Urteil vom 24. August 2007

I. sozialrechtliche Abteilung

Bundesrichter Ursprung, Präsident,
Bundesrichterinnen Widmer, Leuzinger,
Gerichtsschreiberin Durizzo.

Schweizerische Unfallversicherungsanstalt (SUVA), Fluhmattstrasse 1,
6004 Luzern, Beschwerdeführerin,

gegen

A.________, 1975, Beschwerdegegner,
vertreten durch Rechtsanwältin Karin Caviezel, Reichsgasse 65, 7000 Chur.

Unfallversicherung,

Verwaltungsgerichtsbeschwerde gegen den Entscheid des Verwaltungsgerichts des
Kantons Graubünden vom 17. März 2006.

Sachverhalt:

A.
A. ________, geboren 1975, hatte zunächst eine Lehre als Maurer und
anschliessend als Hochbauzeichner absolviert, war als Hilfsbauleiter
beschäftigt und befand sich in Ausbildung zum Bauleiter, als er am
15. November 2000 bei einem Auffahrunfall eine Distorsion der Halswirbelsäule
(HWS) erlitt. Die Schweizerische Unfallversicherungsanstalt (SUVA) erbrachte
die gesetzlichen Leistungen. Nach Aufenthalten in der Rehaklinik X.________
vom 26. Februar bis zum 29. März 2001 und in der Rehaklinik H.________ vom
10. April bis zum 8. Mai 2002 hielten die Beschwerden noch an, als es am
23. April 2003 zu einem weiteren Unfall mit Heckaufprall kam. Im September
2003 wurde A.________ im Auftrag der Invalidenversicherung durch die
Medizinische Abklärungsstelle (MEDAS) untersucht (Gutachten vom 16. Januar
2004). Gestützt darauf stellte die SUVA ihre Leistungen mit Verfügung vom
20. Februar 2004 ab 1. März 2004 ein. Daran hielt sie auch auf Einsprache hin
fest. Zur Begründung führte sie an, aus den medizinischen Akten -
einschliesslich der vom Versicherten veranlassten interdisziplinären
Expertise der Medizinischen Abklärungsstelle U.________ vom 14. Juni 2005 -
gehe übereinstimmend hervor, dass zwar das typische Beschwerdebild nach
HWS-Distorsionstrauma bzw. einer äquivalenten Verletzung vorliege, dieses
indessen schon kurz nach dem ersten Unfall und bis anhin durch die massiven
psychischen Beschwerden vollständig in den Hintergrund gedrängt worden sei.
Die adäquate Kausalität zwischen der psychischen Fehlentwicklung und den
erlittenen Unfällen sei zu verneinen (Einspracheentscheid vom 1. September
2005).

B.
Die dagegen erhobene Beschwerde hiess das Verwaltungsgericht des Kantons
Graubünden mit Entscheid vom 17. März 2006 gut.

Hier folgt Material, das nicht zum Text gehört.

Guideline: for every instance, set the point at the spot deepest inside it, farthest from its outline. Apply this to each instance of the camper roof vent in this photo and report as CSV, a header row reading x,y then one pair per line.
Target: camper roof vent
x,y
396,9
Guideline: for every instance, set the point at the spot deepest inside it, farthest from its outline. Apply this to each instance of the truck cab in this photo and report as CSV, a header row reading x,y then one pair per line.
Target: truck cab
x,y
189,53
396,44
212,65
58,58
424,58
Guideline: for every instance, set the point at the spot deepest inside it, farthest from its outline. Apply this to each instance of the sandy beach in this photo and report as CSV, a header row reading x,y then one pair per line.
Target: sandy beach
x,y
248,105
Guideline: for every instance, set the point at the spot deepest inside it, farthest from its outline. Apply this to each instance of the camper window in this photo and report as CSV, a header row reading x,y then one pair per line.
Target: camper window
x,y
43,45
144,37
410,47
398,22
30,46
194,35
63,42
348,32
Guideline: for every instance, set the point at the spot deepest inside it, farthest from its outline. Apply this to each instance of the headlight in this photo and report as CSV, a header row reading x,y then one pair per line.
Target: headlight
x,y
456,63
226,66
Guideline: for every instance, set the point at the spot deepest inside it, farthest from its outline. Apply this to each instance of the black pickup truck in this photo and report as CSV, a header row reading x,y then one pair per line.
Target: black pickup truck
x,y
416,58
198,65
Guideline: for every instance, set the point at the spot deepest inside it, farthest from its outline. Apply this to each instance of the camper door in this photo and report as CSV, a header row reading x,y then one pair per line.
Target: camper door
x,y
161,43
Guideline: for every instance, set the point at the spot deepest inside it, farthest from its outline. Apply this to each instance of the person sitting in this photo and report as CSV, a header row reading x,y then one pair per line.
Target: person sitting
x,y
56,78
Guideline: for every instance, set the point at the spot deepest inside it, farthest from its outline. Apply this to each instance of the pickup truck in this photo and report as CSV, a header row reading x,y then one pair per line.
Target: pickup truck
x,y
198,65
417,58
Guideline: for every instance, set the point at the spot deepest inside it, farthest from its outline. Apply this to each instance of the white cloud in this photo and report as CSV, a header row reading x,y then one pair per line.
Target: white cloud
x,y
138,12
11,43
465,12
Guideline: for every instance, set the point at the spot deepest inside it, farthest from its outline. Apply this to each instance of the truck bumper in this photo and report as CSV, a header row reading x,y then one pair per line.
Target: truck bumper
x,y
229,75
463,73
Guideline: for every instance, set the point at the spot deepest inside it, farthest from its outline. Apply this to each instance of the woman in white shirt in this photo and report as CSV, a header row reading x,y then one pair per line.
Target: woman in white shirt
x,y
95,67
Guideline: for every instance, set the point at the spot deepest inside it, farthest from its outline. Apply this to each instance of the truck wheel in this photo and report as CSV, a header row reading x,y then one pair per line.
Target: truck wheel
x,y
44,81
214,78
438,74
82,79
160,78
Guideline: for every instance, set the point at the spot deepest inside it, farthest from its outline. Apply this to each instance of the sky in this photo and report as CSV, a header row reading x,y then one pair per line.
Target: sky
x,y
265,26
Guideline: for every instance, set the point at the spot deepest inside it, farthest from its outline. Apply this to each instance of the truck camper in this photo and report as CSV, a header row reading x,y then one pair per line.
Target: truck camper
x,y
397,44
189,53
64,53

Zufolge widersprüchlicher
Einschätzung der Arbeitsfähigkeit in den beiden Gutachten könne die
natürliche Kausalität der geklagten Beschwerden nicht beurteilt werden und es
bestehe daher weiterer Abklärungsbedarf. Es hob den angefochtenen Entscheid
auf, wies die Angelegenheit an die SUVA zurück und ordnete die Einholung
eines Obergutachtens durch die IV-Stelle an.

C.
Die SUVA führt Verwaltungsgerichtsbeschwerde mit dem Antrag auf Aufhebung des
angefochtenen Entscheides.

A. ________ lässt auf Abweisung der Verwaltungsgerichtsbeschwerde schliessen
und ersucht um Gewährung der unentgeltlichen Verbeiständung. Das Bundesamt
für Gesundheit verzichtet auf eine Vernehmlassung.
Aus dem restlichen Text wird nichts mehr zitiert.